Exercícios recentes variaram entre manobras de brigada reforçada na Roménia, combate no deserto no Golfo e cooperação naval com o Japão e os EUA. Cada um ensaia uma peça diferente do puzzle: guerra pesada blindada, operações combinadas ar-terra, ou atividade naval multigrupo de porta-aviões.
| Operação / Exercício | Região | Militares franceses | Enquadramento | Objetivo principal |
|---|---|---|---|---|
| Dacian Fall 2025 | Roménia | 3.000+ | NATO | Guerra convencional, nível brigada |
| Steadfast Dagger 2025 | Europa NATO | ~1.200 | NATO | Certificação da Força de Resposta da NATO |
| Bold Panzer | Estónia / Letónia | ~500 | NATO | Manobra blindada multinacional |
| Scorpion Panzer | Estónia | ~300 | NATO (liderado pelo Reino Unido) | Interoperabilidade franco-britânica |
| Gulf 25 | Emirados Árabes Unidos | ~1.000 | Bilateral | Guerra conjunta de alta intensidade no deserto |
| Chergui 2025 | Marrocos | ~700 | Bilateral | Cooperação de armas combinadas no deserto |
| ANNUALEX 25 | Indo-Pacífico (Japão) | ~300 | Multinacional | Interoperabilidade naval e aérea |
Em conjunto, estes exercícios colocam a França como uma das poucas forças militares europeias que ainda treina regularmente para combate de alta intensidade, em grande escala e baseado em coligações.

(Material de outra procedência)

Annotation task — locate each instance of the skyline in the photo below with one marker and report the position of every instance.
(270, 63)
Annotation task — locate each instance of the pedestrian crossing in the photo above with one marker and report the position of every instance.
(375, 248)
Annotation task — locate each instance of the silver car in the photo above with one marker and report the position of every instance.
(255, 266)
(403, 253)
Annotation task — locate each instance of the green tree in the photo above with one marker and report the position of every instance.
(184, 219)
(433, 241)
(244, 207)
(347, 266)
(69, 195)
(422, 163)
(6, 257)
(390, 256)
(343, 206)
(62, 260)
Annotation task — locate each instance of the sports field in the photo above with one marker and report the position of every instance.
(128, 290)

Porque é que os jogos de guerra de alta intensidade importam
A expressão “conflito de alta intensidade” soa abstrata, mas tem um significado concreto. Descreve um combate em que ambos os lados dispõem de forças aéreas modernas, artilharia, mísseis, guerra eletrónica e capacidades cibernéticas.
Nesse ambiente, as baixas podem aumentar rapidamente, os stocks de munições evaporam em dias e os decisores têm de gerir constantemente os riscos de escalada. A ORION 26 foi concebida para simular estas pressões sem derramamento de sangue.
Para os civis, o exercício também levanta questões: como resistem as cadeias de abastecimento, como lidariam os hospitais com um elevado número de vítimas, ou como as autoridades geririam evacuações em larga escala e cortes de energia. Embora esses pormenores permaneçam em grande parte classificados, a própria escolha de treinar em solo nacional sinaliza que Paris espera que qualquer futura grande crise seja sentida diretamente em casa, e não apenas em teatros distantes.
Há riscos em exercícios de guerra tão grandes. Podem ocorrer acidentes, o impacto ambiental tem de ser gerido e os residentes podem enfrentar perturbações. Por outro lado, eles dão aos governos dados concretos sobre o que falha primeiro, o que precisa de investimento e onde as promessas políticas sobre prontidão se confrontam com limites práticos.
Para aliados e rivais que observam a ORION 26, uma pergunta irá dominar: a França limita-se a falar de ser uma potência militar de primeira linha, ou consegue de facto sustentar um esforço de guerra complexo, liderado por uma coligação, durante semanas e meses? A resposta não estará em discursos, mas nesses terrenos de treino franceses em 2026.